La vieillesse c’est parcourir le temps qu’il reste à vivre à la manière d’une couturière qui pose des fils et les relie entre eux pour fixer sa vie dans un canevas à la trame solide, aux points de croix serrés où repose son utilité; c’est tirer ici et là les nœuds jusqu’à les défaire pour les inclure dans l’ouvrage, une fois dénoués.
La vieillesse c’est regarder la taille parfaite – ou qui se voulait parfaite au moment de la coupe – et juger après coup de sa qualité ou de son imperfection. Peut-on à ce moment là en rectifier l’ouvrage? Non pas mais certainement peut-on y attribuer l’indulgence – l’erreur justifiant notre humanité – comme on le faisait si volontiers pour la jeunesse – qui oeuvre, légère et spontanée à un devenir. Jeunesse, sais-tu que ton devenir est vieillesse?
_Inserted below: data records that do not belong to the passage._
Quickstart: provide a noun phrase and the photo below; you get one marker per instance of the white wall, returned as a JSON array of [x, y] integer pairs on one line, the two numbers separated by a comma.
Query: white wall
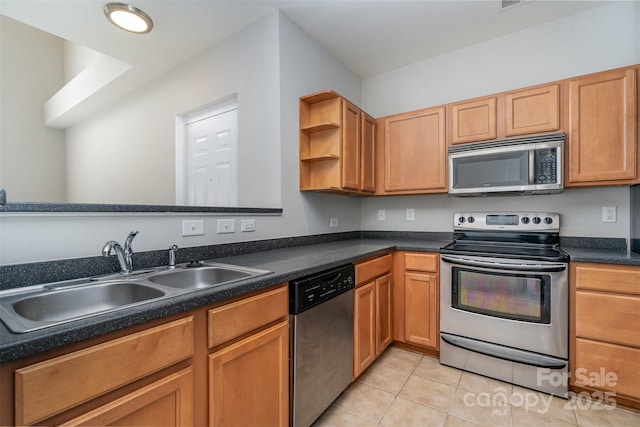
[[31, 156], [599, 39], [301, 66], [138, 134]]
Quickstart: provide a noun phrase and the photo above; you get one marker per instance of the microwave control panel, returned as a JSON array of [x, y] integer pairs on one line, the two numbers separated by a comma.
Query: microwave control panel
[[546, 161]]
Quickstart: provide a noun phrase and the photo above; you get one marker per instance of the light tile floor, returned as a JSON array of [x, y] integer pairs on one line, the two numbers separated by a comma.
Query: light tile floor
[[403, 388]]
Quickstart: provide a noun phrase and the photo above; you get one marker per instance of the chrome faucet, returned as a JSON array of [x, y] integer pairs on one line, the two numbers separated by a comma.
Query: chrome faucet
[[125, 256], [172, 256]]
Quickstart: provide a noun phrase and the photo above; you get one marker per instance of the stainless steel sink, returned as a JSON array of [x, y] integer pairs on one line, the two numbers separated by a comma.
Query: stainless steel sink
[[36, 307], [201, 277], [81, 301]]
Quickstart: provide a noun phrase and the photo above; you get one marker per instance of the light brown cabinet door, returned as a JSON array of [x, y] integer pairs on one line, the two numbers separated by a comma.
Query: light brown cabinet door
[[350, 146], [368, 167], [602, 120], [364, 348], [473, 121], [532, 110], [249, 380], [415, 151], [167, 402], [421, 309], [384, 315]]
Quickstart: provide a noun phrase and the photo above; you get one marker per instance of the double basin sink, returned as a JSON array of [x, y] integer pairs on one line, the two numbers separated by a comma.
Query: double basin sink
[[36, 307]]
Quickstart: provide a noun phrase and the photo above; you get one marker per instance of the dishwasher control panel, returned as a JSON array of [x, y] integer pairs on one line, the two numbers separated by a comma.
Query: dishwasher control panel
[[309, 291]]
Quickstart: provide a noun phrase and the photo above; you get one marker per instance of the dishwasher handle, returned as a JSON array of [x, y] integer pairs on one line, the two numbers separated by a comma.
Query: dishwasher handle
[[550, 267]]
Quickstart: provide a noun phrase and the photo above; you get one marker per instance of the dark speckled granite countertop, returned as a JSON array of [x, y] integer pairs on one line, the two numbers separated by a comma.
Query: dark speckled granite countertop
[[285, 264]]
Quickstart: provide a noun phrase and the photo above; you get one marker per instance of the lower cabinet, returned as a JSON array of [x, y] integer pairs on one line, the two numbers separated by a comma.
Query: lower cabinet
[[605, 330], [51, 387], [167, 402], [417, 299], [372, 311], [225, 366]]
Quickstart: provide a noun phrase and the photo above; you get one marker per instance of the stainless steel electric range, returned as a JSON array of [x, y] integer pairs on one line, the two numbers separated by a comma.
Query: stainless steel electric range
[[504, 299]]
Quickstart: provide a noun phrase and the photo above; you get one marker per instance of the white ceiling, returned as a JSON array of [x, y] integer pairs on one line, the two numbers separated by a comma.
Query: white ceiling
[[368, 36]]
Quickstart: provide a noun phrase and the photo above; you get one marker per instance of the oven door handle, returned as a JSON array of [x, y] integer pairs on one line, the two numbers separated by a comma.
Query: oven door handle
[[552, 267], [504, 353]]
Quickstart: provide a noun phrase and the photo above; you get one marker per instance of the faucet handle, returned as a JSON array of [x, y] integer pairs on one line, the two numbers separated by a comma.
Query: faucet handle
[[172, 256], [127, 243]]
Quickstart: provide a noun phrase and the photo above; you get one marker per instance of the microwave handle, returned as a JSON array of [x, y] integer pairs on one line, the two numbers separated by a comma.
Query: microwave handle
[[503, 266], [532, 167]]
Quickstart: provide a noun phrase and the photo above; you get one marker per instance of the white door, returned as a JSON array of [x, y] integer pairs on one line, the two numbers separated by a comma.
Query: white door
[[212, 165]]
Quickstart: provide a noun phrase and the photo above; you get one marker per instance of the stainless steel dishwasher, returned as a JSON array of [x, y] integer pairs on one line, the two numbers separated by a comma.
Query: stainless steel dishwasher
[[321, 362]]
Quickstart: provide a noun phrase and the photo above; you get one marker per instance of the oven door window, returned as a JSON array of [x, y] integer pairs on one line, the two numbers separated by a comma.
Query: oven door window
[[491, 170], [523, 297]]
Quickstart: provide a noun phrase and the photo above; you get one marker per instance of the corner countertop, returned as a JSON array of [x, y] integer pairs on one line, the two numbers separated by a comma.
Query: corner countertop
[[602, 256], [285, 264]]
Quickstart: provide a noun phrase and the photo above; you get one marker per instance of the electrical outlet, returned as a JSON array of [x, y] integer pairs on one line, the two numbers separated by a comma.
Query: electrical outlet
[[609, 214], [248, 225], [226, 226], [411, 215], [193, 227]]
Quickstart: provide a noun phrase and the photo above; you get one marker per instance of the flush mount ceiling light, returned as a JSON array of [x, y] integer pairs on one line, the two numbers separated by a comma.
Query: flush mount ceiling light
[[128, 18]]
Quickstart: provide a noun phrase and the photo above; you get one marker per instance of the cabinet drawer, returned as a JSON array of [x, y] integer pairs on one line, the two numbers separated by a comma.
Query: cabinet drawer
[[367, 270], [421, 262], [612, 278], [533, 110], [473, 121], [608, 317], [53, 386], [235, 319], [593, 356]]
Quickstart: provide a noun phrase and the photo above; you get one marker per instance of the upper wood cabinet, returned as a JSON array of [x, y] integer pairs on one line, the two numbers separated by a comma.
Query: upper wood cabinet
[[602, 115], [72, 379], [414, 153], [372, 311], [520, 112], [336, 145], [417, 299], [532, 110], [368, 154], [473, 120], [605, 328]]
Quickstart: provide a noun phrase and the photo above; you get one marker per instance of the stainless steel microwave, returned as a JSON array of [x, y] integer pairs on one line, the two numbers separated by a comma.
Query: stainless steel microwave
[[524, 165]]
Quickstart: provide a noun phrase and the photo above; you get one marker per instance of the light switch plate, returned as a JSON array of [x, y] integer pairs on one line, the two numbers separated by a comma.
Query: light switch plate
[[226, 226], [248, 225], [411, 215], [609, 214], [193, 227]]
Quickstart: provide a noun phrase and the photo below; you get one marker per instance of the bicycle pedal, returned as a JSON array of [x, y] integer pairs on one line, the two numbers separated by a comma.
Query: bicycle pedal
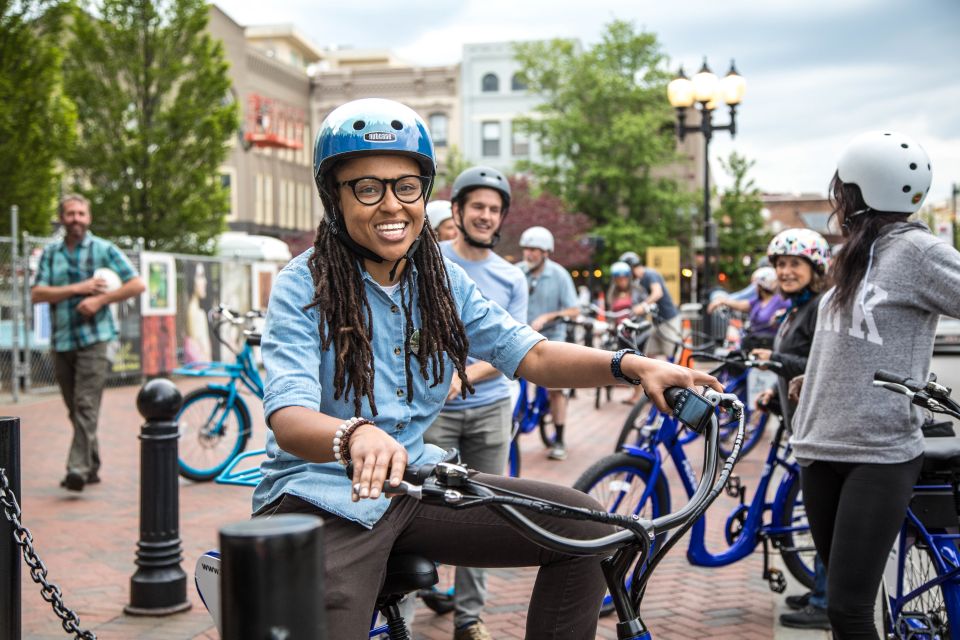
[[776, 580]]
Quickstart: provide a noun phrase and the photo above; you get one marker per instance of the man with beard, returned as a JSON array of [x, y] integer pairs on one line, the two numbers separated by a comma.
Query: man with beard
[[552, 298], [479, 425], [82, 326]]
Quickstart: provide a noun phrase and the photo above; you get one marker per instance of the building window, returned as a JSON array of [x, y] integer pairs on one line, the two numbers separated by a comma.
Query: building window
[[438, 129], [490, 133], [519, 143]]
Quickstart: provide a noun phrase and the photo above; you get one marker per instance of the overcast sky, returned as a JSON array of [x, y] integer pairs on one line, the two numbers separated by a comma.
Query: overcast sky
[[818, 71]]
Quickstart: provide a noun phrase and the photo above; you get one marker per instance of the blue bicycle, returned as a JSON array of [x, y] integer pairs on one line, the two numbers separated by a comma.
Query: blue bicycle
[[921, 582], [633, 482], [215, 422]]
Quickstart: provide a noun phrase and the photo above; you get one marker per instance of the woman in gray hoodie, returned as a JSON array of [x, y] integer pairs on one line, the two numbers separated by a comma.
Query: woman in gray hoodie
[[860, 447]]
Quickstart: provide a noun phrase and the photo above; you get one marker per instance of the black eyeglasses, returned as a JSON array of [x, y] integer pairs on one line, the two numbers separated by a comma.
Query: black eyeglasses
[[370, 190]]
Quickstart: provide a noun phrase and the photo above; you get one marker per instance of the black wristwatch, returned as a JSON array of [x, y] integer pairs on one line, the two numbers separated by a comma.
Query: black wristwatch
[[615, 365]]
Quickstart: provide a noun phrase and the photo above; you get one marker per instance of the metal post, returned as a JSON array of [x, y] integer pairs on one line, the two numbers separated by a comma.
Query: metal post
[[15, 366], [271, 578], [9, 551], [159, 585]]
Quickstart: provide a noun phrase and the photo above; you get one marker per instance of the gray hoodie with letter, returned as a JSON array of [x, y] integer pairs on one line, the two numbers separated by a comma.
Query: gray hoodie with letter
[[913, 278]]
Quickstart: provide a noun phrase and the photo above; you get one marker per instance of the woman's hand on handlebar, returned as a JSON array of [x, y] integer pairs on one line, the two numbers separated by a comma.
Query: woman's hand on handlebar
[[374, 454], [656, 375]]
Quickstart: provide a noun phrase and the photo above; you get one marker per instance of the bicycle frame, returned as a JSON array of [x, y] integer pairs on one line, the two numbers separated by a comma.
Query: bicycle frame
[[754, 529]]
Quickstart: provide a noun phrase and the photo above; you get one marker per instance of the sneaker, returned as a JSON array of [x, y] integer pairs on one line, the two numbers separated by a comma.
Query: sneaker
[[798, 602], [73, 482], [808, 618], [475, 631]]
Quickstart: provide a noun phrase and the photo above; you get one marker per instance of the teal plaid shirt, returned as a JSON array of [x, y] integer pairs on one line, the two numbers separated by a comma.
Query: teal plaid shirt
[[60, 267]]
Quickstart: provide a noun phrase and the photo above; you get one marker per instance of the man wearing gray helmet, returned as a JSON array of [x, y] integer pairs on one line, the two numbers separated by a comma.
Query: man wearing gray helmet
[[479, 425]]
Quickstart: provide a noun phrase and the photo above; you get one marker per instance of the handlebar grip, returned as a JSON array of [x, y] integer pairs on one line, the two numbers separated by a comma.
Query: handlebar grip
[[672, 394], [886, 376]]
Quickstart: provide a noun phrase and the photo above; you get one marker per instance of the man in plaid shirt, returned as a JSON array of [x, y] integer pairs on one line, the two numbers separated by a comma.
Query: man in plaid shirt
[[82, 326]]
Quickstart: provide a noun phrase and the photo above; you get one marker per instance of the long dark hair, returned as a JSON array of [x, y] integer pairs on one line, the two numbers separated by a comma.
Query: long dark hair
[[849, 265], [346, 319]]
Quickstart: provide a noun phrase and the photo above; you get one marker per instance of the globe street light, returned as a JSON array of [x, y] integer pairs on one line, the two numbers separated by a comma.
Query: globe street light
[[704, 92]]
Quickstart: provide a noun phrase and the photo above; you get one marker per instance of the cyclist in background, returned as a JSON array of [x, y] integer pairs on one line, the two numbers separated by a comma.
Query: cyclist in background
[[860, 447], [440, 214], [363, 334], [479, 425], [666, 314], [552, 298], [801, 258], [764, 307]]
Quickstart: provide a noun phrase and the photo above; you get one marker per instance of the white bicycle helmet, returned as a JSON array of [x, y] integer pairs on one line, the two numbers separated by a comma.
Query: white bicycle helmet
[[804, 243], [438, 212], [618, 269], [537, 238], [765, 278], [892, 171]]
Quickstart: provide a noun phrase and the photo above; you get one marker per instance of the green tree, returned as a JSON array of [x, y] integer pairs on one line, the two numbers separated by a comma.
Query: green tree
[[739, 223], [604, 128], [151, 90], [36, 118]]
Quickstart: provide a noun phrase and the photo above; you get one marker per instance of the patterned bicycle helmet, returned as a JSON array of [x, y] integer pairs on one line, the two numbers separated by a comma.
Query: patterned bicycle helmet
[[804, 243]]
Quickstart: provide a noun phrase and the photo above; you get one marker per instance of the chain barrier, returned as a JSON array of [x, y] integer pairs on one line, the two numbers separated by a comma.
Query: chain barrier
[[38, 572]]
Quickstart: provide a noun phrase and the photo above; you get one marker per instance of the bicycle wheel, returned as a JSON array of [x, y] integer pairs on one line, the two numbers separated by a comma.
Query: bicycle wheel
[[212, 433], [924, 616], [638, 417], [618, 482], [753, 429], [796, 547]]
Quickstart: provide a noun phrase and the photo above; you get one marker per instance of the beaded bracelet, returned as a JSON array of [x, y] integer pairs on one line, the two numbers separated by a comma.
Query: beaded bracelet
[[341, 439]]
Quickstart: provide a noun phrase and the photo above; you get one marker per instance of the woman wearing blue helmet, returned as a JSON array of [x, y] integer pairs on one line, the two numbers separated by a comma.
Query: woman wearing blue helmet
[[363, 334]]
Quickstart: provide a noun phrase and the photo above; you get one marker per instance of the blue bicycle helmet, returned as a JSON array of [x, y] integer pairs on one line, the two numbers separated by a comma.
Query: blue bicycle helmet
[[372, 125]]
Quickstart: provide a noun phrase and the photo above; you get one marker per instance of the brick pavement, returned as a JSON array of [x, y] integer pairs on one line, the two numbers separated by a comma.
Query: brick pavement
[[88, 540]]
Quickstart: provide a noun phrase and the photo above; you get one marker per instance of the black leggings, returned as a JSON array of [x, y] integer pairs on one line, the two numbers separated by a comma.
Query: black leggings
[[855, 512]]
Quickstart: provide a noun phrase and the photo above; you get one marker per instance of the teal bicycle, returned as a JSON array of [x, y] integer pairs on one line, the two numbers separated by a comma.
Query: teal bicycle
[[215, 422]]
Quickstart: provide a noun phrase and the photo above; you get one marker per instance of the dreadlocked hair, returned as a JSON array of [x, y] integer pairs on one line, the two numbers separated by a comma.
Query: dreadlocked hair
[[346, 319]]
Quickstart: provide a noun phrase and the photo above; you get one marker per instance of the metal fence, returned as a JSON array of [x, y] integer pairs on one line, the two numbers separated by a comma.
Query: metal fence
[[166, 326]]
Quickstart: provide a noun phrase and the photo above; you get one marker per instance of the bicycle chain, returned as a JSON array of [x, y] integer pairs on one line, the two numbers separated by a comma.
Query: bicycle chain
[[50, 592]]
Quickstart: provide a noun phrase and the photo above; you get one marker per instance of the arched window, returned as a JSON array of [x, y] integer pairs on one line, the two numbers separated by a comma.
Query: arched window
[[438, 128]]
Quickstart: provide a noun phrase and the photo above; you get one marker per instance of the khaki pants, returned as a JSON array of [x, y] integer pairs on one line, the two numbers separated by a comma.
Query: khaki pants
[[82, 374]]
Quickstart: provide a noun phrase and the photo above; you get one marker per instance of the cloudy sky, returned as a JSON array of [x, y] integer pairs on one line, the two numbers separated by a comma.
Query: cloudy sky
[[818, 71]]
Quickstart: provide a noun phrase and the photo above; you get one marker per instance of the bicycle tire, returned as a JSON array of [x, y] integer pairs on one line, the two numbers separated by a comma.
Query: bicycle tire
[[603, 479], [929, 607], [636, 419], [202, 455], [796, 549]]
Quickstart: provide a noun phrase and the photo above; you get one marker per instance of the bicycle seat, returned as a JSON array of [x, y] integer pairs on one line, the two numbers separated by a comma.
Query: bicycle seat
[[406, 573], [941, 454]]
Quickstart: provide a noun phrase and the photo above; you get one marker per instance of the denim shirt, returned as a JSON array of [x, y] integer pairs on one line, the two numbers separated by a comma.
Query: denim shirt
[[300, 374]]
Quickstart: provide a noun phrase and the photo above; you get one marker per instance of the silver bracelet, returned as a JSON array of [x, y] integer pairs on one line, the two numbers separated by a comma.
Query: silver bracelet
[[341, 439]]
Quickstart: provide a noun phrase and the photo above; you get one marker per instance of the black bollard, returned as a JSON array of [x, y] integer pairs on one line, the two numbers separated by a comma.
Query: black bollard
[[159, 585], [271, 578], [9, 550]]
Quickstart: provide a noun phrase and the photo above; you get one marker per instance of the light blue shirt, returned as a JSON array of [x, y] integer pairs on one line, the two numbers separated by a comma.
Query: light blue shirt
[[504, 284], [300, 374], [550, 290]]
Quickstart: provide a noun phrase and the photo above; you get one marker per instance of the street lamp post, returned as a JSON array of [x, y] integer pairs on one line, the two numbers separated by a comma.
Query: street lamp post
[[706, 91]]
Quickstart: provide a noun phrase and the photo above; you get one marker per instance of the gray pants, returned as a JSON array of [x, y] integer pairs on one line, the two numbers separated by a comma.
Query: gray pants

La vieillesse c’est mesurer la valeur de l’automne aux feuilles mortes et aux nombreux couchers de soleil qui tout délicatement s’engagent dans l’hiver, bien au chaud dans la fourrure des ans – et attendre.
Attendre sereins, le squelette et la faux. Attentifs à ce que la Mort ne nous surprenne pas au détour d’une absence, au détour d’une inconscience qui nous laisserait inertes et froids comme le marbre sous lequel nous reposerons tous un jour, ou légers comme cendres répandues sur l’eau bleue de la mer à donner à grappiller ce qu’il reste de nous aux oiseaux.
La vieillesse c’est avancer à petit pas sans précipitation, sûr que la fin est au bout.
C’est un dernier adieu aux nuages qui s’effilochent dans un ciel d’une nuit étoilée.
C’est la rivière à suivre jusqu’à la mer pour s’y jeter enveloppée d’écume. N’en jamais revenir.
Du vin d’ici à l’eau de là je vous souhaite un beau dimanche, quel que soit votre âge et l’état de vos artères.